Mohon tunggu...
Stephen G. Walangare
Stephen G. Walangare Mohon Tunggu... -
Akun Diblokir

Akun ini diblokir karena melanggar Syarat dan Ketentuan Kompasiana.
Untuk informasi lebih lanjut Anda dapat menghubungi kami melalui fitur bantuan.

Kunang-kunang kebenaran di langit malam.

Selanjutnya

Tutup

Humaniora Pilihan

Injil dan Tujuan Hidup

19 Maret 2018   16:34 Diperbarui: 17 Agustus 2018   04:31 933
+
Laporkan Konten
Laporkan Akun
Kompasiana adalah platform blog.
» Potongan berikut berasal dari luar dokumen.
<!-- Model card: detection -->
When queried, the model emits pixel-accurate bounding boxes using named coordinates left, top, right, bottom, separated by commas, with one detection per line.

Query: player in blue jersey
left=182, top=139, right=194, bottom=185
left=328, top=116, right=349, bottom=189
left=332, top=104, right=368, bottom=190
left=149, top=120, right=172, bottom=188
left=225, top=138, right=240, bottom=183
Konten ini menjadi tanggung jawab bloger dan tidak mewakili pandangan redaksi Kompas.

Perubahan perilaku merupakan buah pertobatan, namun tidak semua perubahan perilaku merupakan buah pertobatan. Kekristenan bukan tentang deretan peraturan atau sekadar gaya hidup yang baru. Pertobatan sejati mencakup perubahan tujuan dan nilai hidup yang berpusat pada Yesus Kristus. Dengan kata lain, orientasi hidup seyogianya mendahului gaya hidup. Jika ini dilalaikan, kekristenan akan terjebak pada moralitas humanistik. Hanya mementingkan perubahan gaya hidup tetapi tanpa kuasa Yesus Kristus yang menghidupkan.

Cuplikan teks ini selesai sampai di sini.